当時マンション供給戸数トップの大京に新卒入社で5年間在籍、その後26年間は在日オーストラリア大使館、2018年から豪州最大手不動産会社に勤務、2021年に独立してコンサルタント業と不動産エージェント業を兼業している。趣味はテニス、マンション管理、コントラクトブリッジ。
マンションの現状が把握できる「重要事項調査報告書」
以前の記事ではマンションを購入の際に気をつけるべき管理状況チェックの基本的なポイントをお伝えしました。(「マンションを購入するなら管理で選べ――管理組合役員目線からのチェックポイント」)
今回は外観だけでは分からない、特に管理規約や重要事項調査報告書のチェックポイントについて解説していきます。
中古マンションの場合は、専有部分の状況に加えて、マンション全体の修繕積立金の残高、管理費等滞納者の有無と合計金額、修繕積立金等の改定予定、長期修繕計画、修繕履歴、管理組合の活動状況など、新築マンションの場合よりも物件の良し悪しを見極める材料が格段に多くあります。
こうした情報はしっかりした管理会社が管理しているマンションであれば、管理規約、総会議事録、重要事項調査報告書(重調)などを入手することで容易でチェックすることができます。
重調とは、売買契約前に提示される重要事項説明書(重説)とは別の文書で、当該マンションの管理体制や状況について記載した資料です。こうした文書の存在を教えてくれない仲介業者もいますが、購入者としては物件の本当の資産価値を知る上でも、他の物件と比較する際に役立つ情報がたくさん含まれています。
通常は管理規約や重調は売主側の仲介業者が手数料(2~3万円程度)を負担して管理会社から入手する資料になります。上の写真は管理会社のホームページの仲介業者向けページの例です。
入手には管理会社へ依頼し1週間程度の時間がかかるようですが、売主がしっかりした人なら、管理規約や総会議事録はもちろん重調に記載されている情報の根拠となる資料をきちんと保管している場合もあるため、管理会社を経由するよりも早く提供してもらえるケースもあります。
では、具体的なチェック項目を説明していきましょう。
チェックポイント1:居住ルール(管理規約等)で後悔しないために
管理規約について、国土交通省の標準管理規約と違うそのマンション特有の条文があるか、その相違点に問題がないか、またペットと同居する方は飼育ルールについても詳しく見ていきます。仲介業者が「ペット可の物件です」と言っても、「小型犬を1頭のみ」といったサイズや数の制限があることが多いので注意が必要です。
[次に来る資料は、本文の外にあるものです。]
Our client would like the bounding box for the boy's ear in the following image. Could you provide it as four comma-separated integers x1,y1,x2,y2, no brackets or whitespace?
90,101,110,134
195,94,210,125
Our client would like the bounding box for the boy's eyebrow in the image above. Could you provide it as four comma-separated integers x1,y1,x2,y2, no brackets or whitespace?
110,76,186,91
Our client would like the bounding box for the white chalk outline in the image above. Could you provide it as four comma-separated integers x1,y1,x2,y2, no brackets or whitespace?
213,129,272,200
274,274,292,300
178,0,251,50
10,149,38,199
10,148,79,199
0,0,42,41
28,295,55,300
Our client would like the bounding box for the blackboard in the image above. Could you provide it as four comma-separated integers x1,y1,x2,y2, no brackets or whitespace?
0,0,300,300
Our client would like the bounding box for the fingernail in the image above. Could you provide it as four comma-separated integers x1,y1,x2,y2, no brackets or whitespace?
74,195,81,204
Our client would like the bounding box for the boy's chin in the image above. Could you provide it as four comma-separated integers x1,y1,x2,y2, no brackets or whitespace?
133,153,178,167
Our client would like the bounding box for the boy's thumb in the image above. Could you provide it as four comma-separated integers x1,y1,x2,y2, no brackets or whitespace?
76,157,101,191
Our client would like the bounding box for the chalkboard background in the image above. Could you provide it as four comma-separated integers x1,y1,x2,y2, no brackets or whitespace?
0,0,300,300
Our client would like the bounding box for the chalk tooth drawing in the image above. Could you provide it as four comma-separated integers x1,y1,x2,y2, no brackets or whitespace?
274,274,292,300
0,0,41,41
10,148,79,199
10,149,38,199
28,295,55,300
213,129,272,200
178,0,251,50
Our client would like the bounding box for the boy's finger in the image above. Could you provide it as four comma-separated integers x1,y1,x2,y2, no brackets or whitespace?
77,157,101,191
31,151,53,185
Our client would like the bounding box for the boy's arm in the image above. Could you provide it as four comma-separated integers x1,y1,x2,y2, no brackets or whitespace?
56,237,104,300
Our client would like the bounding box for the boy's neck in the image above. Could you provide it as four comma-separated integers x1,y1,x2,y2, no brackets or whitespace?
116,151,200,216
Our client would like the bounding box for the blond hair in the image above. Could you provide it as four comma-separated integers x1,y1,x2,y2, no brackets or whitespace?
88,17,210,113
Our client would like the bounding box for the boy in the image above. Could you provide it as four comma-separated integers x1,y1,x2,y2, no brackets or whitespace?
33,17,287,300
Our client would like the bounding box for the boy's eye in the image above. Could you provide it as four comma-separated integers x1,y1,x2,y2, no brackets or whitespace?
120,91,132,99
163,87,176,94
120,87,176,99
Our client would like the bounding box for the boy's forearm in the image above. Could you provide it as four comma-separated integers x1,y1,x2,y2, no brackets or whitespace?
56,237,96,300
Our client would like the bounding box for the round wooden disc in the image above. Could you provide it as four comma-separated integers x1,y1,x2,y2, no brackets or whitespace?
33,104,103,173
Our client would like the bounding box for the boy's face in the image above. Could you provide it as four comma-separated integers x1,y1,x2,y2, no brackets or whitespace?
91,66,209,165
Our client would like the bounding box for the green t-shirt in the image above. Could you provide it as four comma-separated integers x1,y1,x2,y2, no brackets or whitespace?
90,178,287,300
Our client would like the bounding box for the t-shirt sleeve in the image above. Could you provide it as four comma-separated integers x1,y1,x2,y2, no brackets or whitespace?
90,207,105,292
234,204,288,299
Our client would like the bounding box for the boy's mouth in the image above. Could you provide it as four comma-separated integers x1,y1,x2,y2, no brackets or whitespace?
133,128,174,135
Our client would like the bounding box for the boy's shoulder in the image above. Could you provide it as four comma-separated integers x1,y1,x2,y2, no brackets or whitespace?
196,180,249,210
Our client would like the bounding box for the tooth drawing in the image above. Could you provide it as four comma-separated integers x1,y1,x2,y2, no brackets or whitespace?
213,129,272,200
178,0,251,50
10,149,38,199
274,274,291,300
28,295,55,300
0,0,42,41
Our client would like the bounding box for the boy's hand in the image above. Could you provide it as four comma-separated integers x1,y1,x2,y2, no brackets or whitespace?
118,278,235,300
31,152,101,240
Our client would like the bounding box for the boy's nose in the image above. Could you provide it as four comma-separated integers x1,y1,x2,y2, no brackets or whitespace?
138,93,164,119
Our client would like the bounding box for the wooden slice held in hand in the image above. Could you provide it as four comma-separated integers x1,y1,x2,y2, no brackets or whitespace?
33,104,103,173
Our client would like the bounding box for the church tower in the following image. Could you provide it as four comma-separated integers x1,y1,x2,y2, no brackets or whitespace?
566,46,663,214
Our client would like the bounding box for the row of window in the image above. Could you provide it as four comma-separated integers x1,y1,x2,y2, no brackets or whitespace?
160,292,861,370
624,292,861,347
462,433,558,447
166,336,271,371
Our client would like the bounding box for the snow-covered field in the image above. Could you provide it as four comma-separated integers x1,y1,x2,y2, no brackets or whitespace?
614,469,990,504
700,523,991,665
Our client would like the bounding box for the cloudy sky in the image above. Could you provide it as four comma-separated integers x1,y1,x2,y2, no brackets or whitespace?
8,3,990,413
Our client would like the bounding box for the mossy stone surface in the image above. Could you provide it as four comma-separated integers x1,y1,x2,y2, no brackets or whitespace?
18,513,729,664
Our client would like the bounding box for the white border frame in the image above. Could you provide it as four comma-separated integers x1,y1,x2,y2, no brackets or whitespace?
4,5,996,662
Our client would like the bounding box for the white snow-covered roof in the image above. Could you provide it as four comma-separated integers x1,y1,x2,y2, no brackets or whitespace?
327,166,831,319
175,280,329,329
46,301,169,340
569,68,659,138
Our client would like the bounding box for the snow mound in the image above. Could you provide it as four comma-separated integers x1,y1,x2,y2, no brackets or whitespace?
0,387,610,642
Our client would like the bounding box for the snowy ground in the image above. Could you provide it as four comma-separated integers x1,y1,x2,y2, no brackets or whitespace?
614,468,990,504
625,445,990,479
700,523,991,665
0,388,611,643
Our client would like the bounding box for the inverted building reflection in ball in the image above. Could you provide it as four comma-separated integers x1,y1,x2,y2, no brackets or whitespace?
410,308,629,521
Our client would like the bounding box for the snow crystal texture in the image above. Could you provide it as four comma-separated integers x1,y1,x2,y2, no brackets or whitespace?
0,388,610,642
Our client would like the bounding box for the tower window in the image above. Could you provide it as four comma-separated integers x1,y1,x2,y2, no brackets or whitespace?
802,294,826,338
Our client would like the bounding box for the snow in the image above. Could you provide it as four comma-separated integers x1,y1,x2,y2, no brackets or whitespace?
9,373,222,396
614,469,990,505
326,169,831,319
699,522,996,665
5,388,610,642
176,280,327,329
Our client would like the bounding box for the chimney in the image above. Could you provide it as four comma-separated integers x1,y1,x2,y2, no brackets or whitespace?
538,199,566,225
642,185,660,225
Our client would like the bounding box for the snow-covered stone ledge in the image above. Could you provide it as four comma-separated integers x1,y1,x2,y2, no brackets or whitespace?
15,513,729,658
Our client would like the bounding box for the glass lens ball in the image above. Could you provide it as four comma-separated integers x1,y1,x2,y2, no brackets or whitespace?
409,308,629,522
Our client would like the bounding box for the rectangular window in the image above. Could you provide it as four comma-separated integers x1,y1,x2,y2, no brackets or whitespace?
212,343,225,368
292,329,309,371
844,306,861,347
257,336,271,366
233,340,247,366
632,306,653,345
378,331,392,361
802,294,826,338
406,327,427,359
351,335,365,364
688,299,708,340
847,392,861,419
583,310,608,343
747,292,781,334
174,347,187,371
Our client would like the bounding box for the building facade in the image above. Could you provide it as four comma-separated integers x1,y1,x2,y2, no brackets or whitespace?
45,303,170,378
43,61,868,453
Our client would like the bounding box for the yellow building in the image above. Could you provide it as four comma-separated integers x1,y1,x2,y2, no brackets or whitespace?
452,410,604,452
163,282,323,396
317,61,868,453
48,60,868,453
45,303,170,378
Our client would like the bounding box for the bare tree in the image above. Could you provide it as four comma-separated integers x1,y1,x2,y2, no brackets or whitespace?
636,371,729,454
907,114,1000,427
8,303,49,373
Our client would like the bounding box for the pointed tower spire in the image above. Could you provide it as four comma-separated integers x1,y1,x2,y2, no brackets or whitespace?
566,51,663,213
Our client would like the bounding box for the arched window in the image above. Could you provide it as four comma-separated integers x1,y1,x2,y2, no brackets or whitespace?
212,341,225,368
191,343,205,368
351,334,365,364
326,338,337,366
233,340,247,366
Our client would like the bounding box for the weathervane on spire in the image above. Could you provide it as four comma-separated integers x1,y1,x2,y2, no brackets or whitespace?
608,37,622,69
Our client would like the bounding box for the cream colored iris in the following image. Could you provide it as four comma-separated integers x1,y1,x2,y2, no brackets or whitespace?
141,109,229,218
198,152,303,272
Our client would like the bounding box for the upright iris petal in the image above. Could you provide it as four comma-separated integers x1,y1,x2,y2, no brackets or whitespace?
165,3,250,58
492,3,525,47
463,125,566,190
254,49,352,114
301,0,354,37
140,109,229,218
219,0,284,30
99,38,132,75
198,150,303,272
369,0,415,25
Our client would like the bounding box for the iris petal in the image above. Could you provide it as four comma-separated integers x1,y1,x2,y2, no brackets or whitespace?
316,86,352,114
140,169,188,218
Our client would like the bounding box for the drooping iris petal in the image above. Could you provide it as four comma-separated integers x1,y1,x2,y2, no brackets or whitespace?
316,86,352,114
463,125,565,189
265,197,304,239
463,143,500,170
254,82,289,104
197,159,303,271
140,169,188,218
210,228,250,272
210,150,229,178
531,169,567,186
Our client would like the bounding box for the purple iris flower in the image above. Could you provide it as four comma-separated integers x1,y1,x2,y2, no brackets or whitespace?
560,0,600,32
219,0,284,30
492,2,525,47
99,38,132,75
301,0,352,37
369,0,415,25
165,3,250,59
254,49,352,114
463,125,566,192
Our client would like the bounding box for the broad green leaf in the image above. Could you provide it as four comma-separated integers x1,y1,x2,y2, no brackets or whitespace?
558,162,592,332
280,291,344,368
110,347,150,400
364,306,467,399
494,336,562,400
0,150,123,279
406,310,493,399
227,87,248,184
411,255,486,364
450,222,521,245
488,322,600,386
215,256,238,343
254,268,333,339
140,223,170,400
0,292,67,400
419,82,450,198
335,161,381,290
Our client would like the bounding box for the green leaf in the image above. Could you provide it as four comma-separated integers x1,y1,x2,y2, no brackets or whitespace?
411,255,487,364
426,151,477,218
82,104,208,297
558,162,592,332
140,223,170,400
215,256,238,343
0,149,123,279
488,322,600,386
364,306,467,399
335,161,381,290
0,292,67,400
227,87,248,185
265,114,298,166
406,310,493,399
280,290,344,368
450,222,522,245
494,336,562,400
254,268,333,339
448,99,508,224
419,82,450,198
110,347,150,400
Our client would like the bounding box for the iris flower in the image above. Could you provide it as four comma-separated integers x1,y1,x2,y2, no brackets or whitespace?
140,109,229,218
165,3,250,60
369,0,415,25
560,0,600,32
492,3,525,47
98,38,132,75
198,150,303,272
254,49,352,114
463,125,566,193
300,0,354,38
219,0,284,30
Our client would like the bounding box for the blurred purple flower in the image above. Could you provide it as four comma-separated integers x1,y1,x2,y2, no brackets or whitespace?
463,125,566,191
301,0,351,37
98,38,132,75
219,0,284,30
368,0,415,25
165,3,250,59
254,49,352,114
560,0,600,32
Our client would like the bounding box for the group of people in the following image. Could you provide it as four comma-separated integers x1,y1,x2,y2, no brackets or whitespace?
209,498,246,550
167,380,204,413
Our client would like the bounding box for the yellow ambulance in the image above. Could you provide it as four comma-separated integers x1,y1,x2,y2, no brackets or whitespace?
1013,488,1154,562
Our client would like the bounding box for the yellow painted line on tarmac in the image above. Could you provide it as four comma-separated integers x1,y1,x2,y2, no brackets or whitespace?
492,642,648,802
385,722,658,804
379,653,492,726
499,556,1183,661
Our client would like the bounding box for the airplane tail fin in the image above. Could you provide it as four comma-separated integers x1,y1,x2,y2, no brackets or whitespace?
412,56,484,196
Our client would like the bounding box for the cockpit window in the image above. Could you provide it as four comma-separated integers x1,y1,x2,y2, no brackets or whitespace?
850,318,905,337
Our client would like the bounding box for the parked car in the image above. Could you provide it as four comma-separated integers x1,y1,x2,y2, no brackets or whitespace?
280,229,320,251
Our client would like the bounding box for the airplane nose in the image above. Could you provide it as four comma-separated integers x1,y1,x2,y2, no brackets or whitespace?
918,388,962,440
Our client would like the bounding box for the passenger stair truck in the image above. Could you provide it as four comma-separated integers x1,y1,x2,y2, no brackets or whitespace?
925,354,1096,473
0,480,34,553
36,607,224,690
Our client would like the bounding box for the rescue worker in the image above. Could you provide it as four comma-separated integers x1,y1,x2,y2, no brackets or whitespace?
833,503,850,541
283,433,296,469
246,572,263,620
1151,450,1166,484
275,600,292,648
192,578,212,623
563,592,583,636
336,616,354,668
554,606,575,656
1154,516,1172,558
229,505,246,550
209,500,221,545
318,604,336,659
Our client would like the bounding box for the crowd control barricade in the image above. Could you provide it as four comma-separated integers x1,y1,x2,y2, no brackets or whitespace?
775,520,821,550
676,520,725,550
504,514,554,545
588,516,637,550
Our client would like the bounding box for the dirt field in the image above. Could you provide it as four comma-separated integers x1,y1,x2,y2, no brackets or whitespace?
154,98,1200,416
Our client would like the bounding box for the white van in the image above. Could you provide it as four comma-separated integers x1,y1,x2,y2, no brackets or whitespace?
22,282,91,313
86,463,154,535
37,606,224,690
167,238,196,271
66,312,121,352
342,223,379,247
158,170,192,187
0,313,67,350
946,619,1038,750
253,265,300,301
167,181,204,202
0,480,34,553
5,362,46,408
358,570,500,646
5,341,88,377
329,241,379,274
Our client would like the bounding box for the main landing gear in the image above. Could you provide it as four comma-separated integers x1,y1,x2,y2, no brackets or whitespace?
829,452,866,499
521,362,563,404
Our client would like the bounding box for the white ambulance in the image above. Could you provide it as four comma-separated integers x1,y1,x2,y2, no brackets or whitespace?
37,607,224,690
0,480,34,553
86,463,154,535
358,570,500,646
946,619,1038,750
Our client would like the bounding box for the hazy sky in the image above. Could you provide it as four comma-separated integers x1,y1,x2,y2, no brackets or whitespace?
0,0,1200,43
不動産業者の中にはペット不可にも関わらず、「最近はペットを飼育する人が多いので皆さんで管理規約を変更すれば良いですよ」などと適当なことを言う営業担当者もいます。しかし、ペット不可のマンションにはペットがいないという理由で居住している人もいます。管理規約の変更は管理組合総会で4分の3以上の賛成が必要で、そう簡単にできるものではありません。
駐車場も「空き区画あり」と記載があっても機械式駐車場のみであれば車のサイズや重量に制限があり、入らないということもあります。また、空き区画数が多い場合には駐車場収入が予定通りに貯まらず長期修繕計画に支障をきたすことになるかもしれませんので、駐車できる車のサイズ制限や空き区画数などもチェックが必要です。
楽器演奏など居住マナー、リフォームの仕様や手続き、駐輪場や共用施設の使用料金や空き状況なども要チェックな項目です。加えて、民泊や事務所利用を考えている人はその可否やルールなども見極めておく必要があります。
チェックポイント2:管理費や修繕積立金等の滞納状況からは将来のトラブルが見えてくる
購入する部屋における管理費や修繕積立金の滞納の有無はもちろんですが、マンション全体の滞納者数や滞納額合計も確認しておく必要があります。購入する部屋に滞納があれば、その部屋の買主が請求される可能性があります。また、マンション全体の滞納金額が大きくなると管理費から月々管理会社へ支払う管理委託費が払いきれなくなったり、修繕積立金が予定通り貯まらず大規模修繕工事が適切に行えなくなったりします。
滞納者への督促などは管理会社がやってくれると思われがちですが、たいていは滞納6ヶ月目までは管理会社が形式的に行うものの、それ以後の特に法的手続きでは、理事長の手間が激増します。管理会社も手伝ってはくれますが、そこは担当者次第。優秀な担当者ならさまざまな手続きを的確に導いてくれます。
しかし、滞納状況・金額の確認から、滞納者本人との連絡、理事会や総会での報告、そして訴訟になると膨大な時間、手間、費用を要します。ましてや滞納者が複数いたり、投資目的の不在区分所有者で行方不明になっていたりしていれば、管理組合にとっては金銭的・時間的な負担がかかり、中でも理事長の精神的な負担も計り知れません。長期滞納者が複数いるような物件であれば、購入は避けた方がよいでしょう。